‘Time’s Up’ on being afraid to be a woman
When I was a teenager, I was told a lot of things about how I should behave. ‘Never show too much skin, you don’t want to look like you’re asking for it.’ ‘Wear makeup, but not too much. You don’t want to give someone the wrong impression.’ The list goes on and on. We grow into adulthood knowing that one in six women get sexually assaulted and dread the thought that we might become one of those women that become part of a statistic.
Now, all of those things are what make up our scars. As young adults, we hold so much anxiety over what can happen to us simply because we might be wearing something that is a little more revealing. We can’t let our guards down when we’re alone in public because we’re afraid that someone might do something to us. At night we walk in groups because we learned a long time ago that we are less likely to get attacked or kidnapped if there is more than one of us out. This is somethng myself and my fellow female editors do every night when walking home from the newsroom. Is something likely to happen to us if we go out alone? Maybe. That’s not a risk we’re willing to take.
I’m not asking for pity; I could care less about that. Women are tough in ways no one can imagine and if people had pity for what is happening to us things would have stopped a long time ago. What I’m asking for is change.
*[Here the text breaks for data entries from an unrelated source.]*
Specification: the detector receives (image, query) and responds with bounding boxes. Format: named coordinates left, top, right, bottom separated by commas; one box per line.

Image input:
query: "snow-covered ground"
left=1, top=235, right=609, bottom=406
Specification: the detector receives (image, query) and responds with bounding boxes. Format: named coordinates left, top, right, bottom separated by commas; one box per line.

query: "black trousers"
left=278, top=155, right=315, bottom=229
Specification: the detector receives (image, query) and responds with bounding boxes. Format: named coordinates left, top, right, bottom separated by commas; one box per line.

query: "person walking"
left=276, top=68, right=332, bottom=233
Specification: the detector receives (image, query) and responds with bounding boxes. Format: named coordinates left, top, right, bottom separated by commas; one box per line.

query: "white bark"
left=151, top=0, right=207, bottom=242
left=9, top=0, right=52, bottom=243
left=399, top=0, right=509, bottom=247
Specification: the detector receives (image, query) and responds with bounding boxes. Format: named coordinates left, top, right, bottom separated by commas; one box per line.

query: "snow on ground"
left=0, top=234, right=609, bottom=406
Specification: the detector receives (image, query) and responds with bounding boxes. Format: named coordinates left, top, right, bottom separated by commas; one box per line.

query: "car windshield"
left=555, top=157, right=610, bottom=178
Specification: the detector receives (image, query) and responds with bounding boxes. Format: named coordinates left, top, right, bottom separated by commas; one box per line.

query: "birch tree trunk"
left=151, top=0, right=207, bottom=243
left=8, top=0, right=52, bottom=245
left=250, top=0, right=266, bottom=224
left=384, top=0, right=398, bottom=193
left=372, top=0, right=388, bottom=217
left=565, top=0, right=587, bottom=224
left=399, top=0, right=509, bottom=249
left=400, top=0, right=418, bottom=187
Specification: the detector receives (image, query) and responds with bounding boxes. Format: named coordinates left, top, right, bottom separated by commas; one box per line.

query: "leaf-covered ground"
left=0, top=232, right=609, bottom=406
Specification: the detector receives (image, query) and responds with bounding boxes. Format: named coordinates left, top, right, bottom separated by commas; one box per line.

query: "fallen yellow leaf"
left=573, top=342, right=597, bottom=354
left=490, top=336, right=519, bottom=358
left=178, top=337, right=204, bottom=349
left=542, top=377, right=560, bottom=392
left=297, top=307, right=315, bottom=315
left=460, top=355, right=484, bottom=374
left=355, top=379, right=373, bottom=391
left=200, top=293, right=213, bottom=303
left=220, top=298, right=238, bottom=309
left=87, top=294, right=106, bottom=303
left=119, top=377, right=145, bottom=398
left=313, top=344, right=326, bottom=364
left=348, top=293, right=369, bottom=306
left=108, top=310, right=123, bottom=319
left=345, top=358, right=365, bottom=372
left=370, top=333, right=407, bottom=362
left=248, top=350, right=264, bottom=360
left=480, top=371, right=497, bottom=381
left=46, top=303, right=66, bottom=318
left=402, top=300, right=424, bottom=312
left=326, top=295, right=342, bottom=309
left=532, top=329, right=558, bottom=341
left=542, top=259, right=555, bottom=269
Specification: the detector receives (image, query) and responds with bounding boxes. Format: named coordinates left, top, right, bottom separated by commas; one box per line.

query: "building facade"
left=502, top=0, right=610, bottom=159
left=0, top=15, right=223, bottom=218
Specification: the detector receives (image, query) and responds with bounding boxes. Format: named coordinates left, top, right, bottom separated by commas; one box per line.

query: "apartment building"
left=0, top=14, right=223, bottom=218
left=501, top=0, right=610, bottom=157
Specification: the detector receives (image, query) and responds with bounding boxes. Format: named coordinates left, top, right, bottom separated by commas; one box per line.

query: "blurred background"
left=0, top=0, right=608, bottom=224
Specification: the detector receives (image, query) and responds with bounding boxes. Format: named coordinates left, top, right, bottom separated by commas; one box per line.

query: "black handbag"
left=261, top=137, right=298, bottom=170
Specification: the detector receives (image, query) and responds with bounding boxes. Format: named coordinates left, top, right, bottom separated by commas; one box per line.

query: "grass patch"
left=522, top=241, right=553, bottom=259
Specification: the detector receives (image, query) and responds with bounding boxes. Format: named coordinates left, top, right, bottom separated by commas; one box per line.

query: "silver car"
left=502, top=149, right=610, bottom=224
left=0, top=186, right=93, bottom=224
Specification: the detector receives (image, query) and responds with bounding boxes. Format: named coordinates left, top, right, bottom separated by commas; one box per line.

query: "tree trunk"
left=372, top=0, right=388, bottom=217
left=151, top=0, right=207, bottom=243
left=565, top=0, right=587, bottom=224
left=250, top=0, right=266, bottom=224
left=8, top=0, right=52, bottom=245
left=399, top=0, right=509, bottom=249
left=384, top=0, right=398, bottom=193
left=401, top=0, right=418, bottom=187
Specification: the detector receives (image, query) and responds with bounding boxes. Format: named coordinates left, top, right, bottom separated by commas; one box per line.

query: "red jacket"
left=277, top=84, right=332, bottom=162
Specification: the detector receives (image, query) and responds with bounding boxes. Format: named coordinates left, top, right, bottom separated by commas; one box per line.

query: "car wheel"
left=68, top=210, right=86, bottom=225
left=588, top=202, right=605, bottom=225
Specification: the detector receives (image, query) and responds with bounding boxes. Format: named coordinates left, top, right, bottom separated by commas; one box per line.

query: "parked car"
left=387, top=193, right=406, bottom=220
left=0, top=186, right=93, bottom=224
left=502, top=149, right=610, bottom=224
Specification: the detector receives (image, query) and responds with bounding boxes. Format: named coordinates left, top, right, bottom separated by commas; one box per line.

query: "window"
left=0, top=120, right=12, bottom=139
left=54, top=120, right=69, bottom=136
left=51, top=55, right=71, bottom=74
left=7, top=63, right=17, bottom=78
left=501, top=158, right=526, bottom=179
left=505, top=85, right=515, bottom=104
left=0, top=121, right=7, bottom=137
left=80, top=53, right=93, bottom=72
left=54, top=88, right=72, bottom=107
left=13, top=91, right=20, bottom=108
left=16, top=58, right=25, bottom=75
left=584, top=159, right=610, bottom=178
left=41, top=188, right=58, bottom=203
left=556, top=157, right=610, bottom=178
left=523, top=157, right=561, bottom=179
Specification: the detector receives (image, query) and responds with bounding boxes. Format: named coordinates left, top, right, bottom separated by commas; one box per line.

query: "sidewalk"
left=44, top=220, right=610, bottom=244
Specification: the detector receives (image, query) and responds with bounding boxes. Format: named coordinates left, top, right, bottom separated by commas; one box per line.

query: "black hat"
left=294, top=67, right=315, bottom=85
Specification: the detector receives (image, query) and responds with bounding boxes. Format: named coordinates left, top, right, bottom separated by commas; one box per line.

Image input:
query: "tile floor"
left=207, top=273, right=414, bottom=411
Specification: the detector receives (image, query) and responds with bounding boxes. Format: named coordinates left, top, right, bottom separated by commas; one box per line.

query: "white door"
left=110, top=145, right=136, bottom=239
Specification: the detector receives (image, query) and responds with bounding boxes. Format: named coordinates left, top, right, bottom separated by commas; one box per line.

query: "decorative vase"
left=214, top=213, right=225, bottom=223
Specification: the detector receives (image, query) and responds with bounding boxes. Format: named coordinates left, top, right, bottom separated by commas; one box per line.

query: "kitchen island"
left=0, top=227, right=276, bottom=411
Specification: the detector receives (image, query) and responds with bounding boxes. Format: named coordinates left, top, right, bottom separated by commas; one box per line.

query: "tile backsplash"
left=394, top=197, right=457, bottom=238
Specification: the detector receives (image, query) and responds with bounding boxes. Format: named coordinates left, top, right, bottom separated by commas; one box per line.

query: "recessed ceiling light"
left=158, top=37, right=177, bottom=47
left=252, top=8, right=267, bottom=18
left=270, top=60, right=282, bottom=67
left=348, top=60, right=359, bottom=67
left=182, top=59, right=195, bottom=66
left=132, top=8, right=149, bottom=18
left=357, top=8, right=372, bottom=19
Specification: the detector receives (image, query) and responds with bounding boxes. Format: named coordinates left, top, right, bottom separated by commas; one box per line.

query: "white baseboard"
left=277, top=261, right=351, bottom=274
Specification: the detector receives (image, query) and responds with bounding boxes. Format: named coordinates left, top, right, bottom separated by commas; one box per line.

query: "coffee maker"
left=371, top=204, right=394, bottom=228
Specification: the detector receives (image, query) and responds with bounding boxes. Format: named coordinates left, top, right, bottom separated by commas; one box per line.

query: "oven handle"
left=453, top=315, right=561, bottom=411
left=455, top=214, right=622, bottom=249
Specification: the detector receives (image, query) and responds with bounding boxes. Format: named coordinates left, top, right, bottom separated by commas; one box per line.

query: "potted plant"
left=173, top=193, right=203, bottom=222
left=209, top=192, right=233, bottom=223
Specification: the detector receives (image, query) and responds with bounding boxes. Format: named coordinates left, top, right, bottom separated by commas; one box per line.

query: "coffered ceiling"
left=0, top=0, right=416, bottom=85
I’m over the victim blaming that happens after women has been sexually assaulted. In no situation is it her fault. A women’s choice in clothing has nothing to do with the fact that a man decided to attack her. What we need to blame instead is the man’s inability to keep his hands to himself.
Women shouldn’t have to be scared to report when something happens to them because they were drunk and are afraid they won’t be taken seriously. Again, that it is not their fault.
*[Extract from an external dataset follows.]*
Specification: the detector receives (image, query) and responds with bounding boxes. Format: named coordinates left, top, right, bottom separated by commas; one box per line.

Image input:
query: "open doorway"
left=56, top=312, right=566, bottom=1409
To make things better though, we need to change some things.
It’s time that we start teaching people to not take what they want regardless of if they are told no. Dress codes need to stop being tailored to keep girls covered for the sake of teenage boys. If I could handle seeing a shirtless boy when I was 15 years old, I think boys can do the same when they see a girl’s shoulder or a bit of her thigh. It really isn’t that hard to not sexualize someone’s body unless they want to be seen that way.
We need stop teaching girls what they need to do to avoid being sexually assaulted and start teaching people what it means to respect someone’s body and learn the meaning of the word no. Maybe then women won’t be so worried about going out alone.
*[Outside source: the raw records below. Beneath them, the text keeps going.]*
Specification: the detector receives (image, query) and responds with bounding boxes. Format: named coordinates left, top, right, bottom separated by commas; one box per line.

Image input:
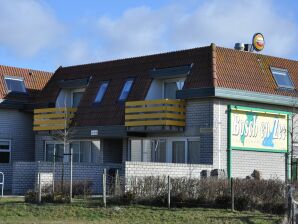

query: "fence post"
left=231, top=177, right=234, bottom=212
left=115, top=169, right=119, bottom=196
left=38, top=172, right=42, bottom=204
left=168, top=176, right=171, bottom=209
left=103, top=169, right=106, bottom=208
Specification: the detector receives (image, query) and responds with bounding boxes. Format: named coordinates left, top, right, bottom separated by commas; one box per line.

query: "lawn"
left=0, top=197, right=283, bottom=224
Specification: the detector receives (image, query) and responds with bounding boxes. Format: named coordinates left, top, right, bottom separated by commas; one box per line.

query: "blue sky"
left=0, top=0, right=298, bottom=72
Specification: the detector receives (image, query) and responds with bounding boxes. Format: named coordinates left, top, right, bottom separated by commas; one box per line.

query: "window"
left=45, top=143, right=64, bottom=162
left=72, top=89, right=84, bottom=107
left=94, top=81, right=109, bottom=103
left=163, top=79, right=185, bottom=99
left=0, top=140, right=10, bottom=163
left=188, top=140, right=200, bottom=164
left=119, top=79, right=134, bottom=101
left=69, top=141, right=97, bottom=163
left=152, top=140, right=166, bottom=162
left=172, top=141, right=185, bottom=163
left=5, top=77, right=26, bottom=93
left=271, top=67, right=294, bottom=89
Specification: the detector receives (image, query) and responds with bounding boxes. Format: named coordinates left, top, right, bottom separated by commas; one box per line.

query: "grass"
left=0, top=197, right=283, bottom=224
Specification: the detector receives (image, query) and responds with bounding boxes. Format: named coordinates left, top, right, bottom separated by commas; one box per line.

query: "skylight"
left=5, top=77, right=26, bottom=93
left=270, top=67, right=294, bottom=90
left=119, top=79, right=134, bottom=101
left=94, top=81, right=109, bottom=103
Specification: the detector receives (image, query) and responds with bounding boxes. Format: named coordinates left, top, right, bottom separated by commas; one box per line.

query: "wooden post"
left=115, top=169, right=119, bottom=196
left=70, top=147, right=73, bottom=203
left=231, top=177, right=234, bottom=212
left=38, top=172, right=42, bottom=204
left=167, top=176, right=171, bottom=209
left=103, top=169, right=106, bottom=208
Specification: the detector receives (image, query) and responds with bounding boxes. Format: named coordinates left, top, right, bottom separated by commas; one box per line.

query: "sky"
left=0, top=0, right=298, bottom=72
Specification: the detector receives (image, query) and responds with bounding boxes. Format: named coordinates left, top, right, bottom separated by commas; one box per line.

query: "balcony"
left=125, top=99, right=185, bottom=132
left=33, top=108, right=77, bottom=131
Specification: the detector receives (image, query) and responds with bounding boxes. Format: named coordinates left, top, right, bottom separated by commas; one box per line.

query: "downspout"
left=218, top=99, right=221, bottom=169
left=227, top=105, right=232, bottom=180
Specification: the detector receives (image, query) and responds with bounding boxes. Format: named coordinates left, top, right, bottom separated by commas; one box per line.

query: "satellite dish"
left=252, top=33, right=265, bottom=52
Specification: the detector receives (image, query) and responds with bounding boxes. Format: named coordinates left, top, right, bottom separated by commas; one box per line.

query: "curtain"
left=188, top=141, right=200, bottom=164
left=172, top=141, right=185, bottom=163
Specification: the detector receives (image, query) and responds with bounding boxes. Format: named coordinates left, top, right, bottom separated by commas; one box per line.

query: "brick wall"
left=12, top=161, right=123, bottom=195
left=0, top=109, right=35, bottom=192
left=213, top=99, right=291, bottom=180
left=125, top=161, right=212, bottom=178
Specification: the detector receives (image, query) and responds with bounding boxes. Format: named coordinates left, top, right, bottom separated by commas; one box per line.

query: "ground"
left=0, top=197, right=283, bottom=224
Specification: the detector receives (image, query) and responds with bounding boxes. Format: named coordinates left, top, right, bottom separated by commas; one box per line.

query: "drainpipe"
left=218, top=99, right=221, bottom=170
left=227, top=105, right=232, bottom=180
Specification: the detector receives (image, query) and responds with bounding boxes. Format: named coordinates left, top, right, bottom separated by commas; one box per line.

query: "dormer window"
left=163, top=78, right=185, bottom=99
left=270, top=67, right=294, bottom=90
left=4, top=76, right=26, bottom=93
left=72, top=89, right=85, bottom=107
left=94, top=81, right=109, bottom=103
left=119, top=79, right=134, bottom=101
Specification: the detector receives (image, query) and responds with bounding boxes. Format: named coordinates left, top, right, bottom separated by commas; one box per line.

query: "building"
left=8, top=43, right=298, bottom=194
left=0, top=65, right=52, bottom=193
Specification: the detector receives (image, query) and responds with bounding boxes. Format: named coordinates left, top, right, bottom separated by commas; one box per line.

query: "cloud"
left=95, top=0, right=298, bottom=60
left=0, top=0, right=64, bottom=57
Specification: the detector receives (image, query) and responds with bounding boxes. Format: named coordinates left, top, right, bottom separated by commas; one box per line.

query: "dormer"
left=55, top=77, right=90, bottom=108
left=145, top=64, right=193, bottom=100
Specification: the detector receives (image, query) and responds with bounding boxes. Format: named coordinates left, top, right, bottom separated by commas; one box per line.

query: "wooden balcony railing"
left=33, top=107, right=77, bottom=131
left=125, top=99, right=185, bottom=127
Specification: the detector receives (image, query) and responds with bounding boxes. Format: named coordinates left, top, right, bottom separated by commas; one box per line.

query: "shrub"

I know that women aren’t the only ones who get sexually assault, it happens to men too and I’m not going to ignore that. They don’t deserve what happens to them either. However, it seems to me that women are the ones who experience it, or something extremely close to it, the most often. This is because society has let these things go on for so long that it has become normalized.
Let’s stop this. Let’s make the streets feel a little safer for women.